= SurveyUSA =

Polling firm in the United States

SurveyUSA is a polling firm in the United States. It conducts market research for corporations and interest groups, but is best known for conducting opinion polls for various political offices and questions. SurveyUSA conducts these opinion polls under contract by over 50 television stations (who also use the SurveyUSA market research to fine-tune their newscasts for higher ratings).
The difference between SurveyUSA and other telephone polling firms is twofold. First, SurveyUSA does not use live call center employees, but an automated system. Taped questions are asked of the respondent by a professional announcer (usually a local news anchor), and the respondent is invited to press a button on their touch tone telephone or record a message at a prompt designating their selection. Secondly, SurveyUSA uses more concise language, especially for ballot propositions, than competitors. This can lead to diverging results, such as for California Proposition 76, where one version of the SurveyUSA question with a one sentence description, polled significantly differently compared to another version with a three sentence description (which was similar to a version of the question used by other pollsters, which used a five or six sentence question).

SurveyUSA is owned by Hypotenuse, Inc., a privately held company in New Jersey.

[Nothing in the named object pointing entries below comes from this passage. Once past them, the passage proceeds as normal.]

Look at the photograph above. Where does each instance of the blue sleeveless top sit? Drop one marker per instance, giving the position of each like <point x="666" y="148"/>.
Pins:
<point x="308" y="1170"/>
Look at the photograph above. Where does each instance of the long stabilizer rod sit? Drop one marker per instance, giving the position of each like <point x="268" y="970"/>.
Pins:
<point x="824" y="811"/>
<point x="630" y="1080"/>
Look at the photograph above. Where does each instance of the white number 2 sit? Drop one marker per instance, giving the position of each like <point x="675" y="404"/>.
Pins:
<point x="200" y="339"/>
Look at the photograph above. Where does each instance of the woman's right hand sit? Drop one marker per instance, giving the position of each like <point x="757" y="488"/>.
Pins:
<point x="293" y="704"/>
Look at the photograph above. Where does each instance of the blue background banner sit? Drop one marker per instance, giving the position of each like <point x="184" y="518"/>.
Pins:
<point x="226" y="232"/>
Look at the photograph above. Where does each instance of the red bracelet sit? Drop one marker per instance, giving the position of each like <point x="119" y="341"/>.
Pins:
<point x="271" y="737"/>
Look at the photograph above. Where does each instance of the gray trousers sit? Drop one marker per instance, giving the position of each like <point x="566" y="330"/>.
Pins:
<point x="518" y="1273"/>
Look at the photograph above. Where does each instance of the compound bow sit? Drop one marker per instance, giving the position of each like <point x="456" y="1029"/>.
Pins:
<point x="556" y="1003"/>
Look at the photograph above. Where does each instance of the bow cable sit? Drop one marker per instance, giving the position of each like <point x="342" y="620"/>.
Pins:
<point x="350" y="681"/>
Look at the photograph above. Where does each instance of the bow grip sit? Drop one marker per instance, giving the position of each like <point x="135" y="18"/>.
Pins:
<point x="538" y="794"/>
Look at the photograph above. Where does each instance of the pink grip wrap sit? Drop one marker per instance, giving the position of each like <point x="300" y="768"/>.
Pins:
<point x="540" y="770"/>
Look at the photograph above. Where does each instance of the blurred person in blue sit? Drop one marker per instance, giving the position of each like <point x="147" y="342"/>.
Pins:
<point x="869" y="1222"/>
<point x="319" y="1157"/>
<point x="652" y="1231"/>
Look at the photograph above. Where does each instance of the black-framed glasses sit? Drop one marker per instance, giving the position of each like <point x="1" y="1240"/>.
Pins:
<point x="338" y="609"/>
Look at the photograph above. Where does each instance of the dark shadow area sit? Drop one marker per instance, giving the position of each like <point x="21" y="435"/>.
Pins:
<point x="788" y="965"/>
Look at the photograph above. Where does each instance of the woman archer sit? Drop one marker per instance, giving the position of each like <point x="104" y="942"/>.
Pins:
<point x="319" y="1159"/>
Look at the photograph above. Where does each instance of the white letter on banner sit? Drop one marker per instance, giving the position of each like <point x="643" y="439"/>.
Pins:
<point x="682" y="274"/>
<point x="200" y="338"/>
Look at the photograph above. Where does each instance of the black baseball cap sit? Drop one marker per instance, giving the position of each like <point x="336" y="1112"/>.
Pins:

As of March 2023, the polling analysis website FiveThirtyEight, led by statistician Nate Silver, had 856 SurveyUSA polls in its database, and gave SurveyUSA an "A+" grade on the basis of its historical accuracy and methodology. FiveThirtyEight listed SurveyUSA as having a 89% accuracy rate in calling elections.

==Methodology==
SurveyUSA has historically relied on random sampling methods for its polling, but switched to include nonprobability sampling methods as well in the 2010s. SurveyUSA varies polling contact methods on a project-by-project basis, using both telephone and online surveys of respondents, including blends of methods for single polls. Telephone polls vary in usage of live and automated interviewers and implement quasirandom methods to select a respondent from a household. SurveyUSA obtains telephone sample data from data mining company Aristotle, Inc. and non-telephone samples from both Aristotle and marketing research company Federated Sample. It conducts phone surveys on both landlines and cell phones. Poll questions and answer options are sometimes presented in rotated orders to prevent order and recency bias.

SurveyUSA states that it conducts minimal weighting on poll results. Its polls weight demographic variables using either voter files and US Census Bureau figures, depending on the type of sample that was surveyed. Common characteristics that are weighted include gender, age, and race.